One day, Gustafik allegedly told her that a friend who had given him money to hold needed it back, but it was gone.
"I went into shock," Rockcastle wrote. "I don't know what happened to me but I changed. I became convinced I had to stop him somehow."
The homicide suspect wrote in the suicide note that Gustafik left for the Bellagio Hotel in Las Vegas the day before he was stabbed to death. Before he left, he instructed Rockcastle, allegedly, to pay his buy-ins for a tournament. She was also supposed to bring $30,000 for him to play with, according to the e-mail between the attorney and police.
She was unsuccessful in prepaying the buy-in and he had not had enough money either, the note said. When she arrived at their condo, he was upset at her.

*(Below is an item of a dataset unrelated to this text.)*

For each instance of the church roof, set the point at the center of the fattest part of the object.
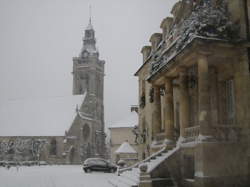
(130, 121)
(38, 116)
(125, 148)
(90, 26)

They went to sleep after a fight.
Her attorney said in his statement to police that Gustafik continued his demand in the morning that Rockcastle give him $7,500, but she said she would not. He became aggressive, threatening to kill both his ex-wife and her, and she decided to leave.
According to the attorney, Gustafik blocked the exit and forced her into the kitchen, where she grabbed a knife and maneuvered into the bedroom. She was afraid he would kill her, the note said.
"Unable to retreat, (she) began striking at him with both hands. He went down, and she realized, for the first time, that she still had the knife in her hand, and that she had inflicted 3 (to) 4 wounds in his upper chest area."
In a panic, she cleaned up the apartment, washed the sheets, "cleaned around so no one had to" and she left the apartment.
"I fully intend at this time to end this entire tragic string of events by ending my life as well," Rockcastle wrote.
Las Vegas Lt. Roberts said his department has started to receive reports of fraud by the couple, but has yet to open up a separate investigations. The murder investigation comes first, he said.
"We have not looked at the fraud angle," he said. "We have to take a serious look."